Governor of Zaire Province
- In office 1995–2004
- Preceded by: Zeferino Estêvão Juliana
- Succeeded by: Pedro Sebastião

Governor of Malanje Province
- In office 1980–1986
- Preceded by: Domingos Afonso Neto
- Succeeded by: Lt. Col. João Ernesto dos Santos Liberdade

Personal details
- Born: João Rodrigues Lopes 27 September 1932 N'zeto, Portuguese Angola (now Angola)
- Died: 6 January 2021 (aged 88) Setúbal, Portugal
- Party: MPLA

= Ludy Kissassunda =

Angolan politician (1932–2021)

General João Rodrigues Lopes, known by his nom de guerre Ludy Kissassunda (27 September 1932 – 6 January 2021) was an Angolan general and politician. Born in 1932 in N'zeto, Zaire Province, he held important ranks during the Angolan War of Independence and the Angolan Civil War, holding a particularly important role with the reorganization of troops of, as well as the overall logistics of, the People's Liberation Army of Angola, which would later become the People's Armed Forces of Liberation of Angola (FAPLA).

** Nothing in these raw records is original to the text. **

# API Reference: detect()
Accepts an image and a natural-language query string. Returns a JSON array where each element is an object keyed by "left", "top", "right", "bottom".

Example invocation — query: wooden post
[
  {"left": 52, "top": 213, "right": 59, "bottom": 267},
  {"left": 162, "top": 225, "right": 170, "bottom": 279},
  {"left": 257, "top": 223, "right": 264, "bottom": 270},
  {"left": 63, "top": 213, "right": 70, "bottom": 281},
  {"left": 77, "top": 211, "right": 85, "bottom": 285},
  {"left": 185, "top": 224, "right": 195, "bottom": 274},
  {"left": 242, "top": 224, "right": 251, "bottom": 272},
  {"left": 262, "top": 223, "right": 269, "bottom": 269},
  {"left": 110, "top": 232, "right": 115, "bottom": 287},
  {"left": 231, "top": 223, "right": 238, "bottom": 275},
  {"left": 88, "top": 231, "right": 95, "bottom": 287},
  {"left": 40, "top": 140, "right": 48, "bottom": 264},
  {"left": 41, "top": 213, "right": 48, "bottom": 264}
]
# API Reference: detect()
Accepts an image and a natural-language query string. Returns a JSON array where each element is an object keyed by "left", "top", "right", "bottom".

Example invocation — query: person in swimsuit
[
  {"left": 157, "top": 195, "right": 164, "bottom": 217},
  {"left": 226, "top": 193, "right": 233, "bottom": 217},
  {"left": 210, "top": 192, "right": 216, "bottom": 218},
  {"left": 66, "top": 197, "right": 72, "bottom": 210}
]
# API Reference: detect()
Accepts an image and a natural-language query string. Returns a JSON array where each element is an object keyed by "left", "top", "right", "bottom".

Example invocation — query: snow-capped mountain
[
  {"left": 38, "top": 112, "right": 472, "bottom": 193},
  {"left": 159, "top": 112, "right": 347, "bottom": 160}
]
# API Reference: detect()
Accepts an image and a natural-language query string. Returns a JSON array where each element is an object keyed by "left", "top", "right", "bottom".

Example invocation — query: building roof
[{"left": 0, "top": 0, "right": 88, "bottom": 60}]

During his political career, he was a member of the Politburo of the Central Committee of the People's Movement for the Liberation of Angola (MPLA), being one of Agostinho Neto's closest associates. He was the founder and director of the Department of Information and Security of Angola (DISA), the MPLA's (and later Angola's) intelligence agency, from 1975 to 1979. He was also the governor of Malanje Province from 1980 to 1986, and of Zaire Province from 1995 to 2004.

Kissassunda died on 6 January 2021 in Setúbal, Portugal. He was buried at Alto das Cruzes cemetery in Luanda.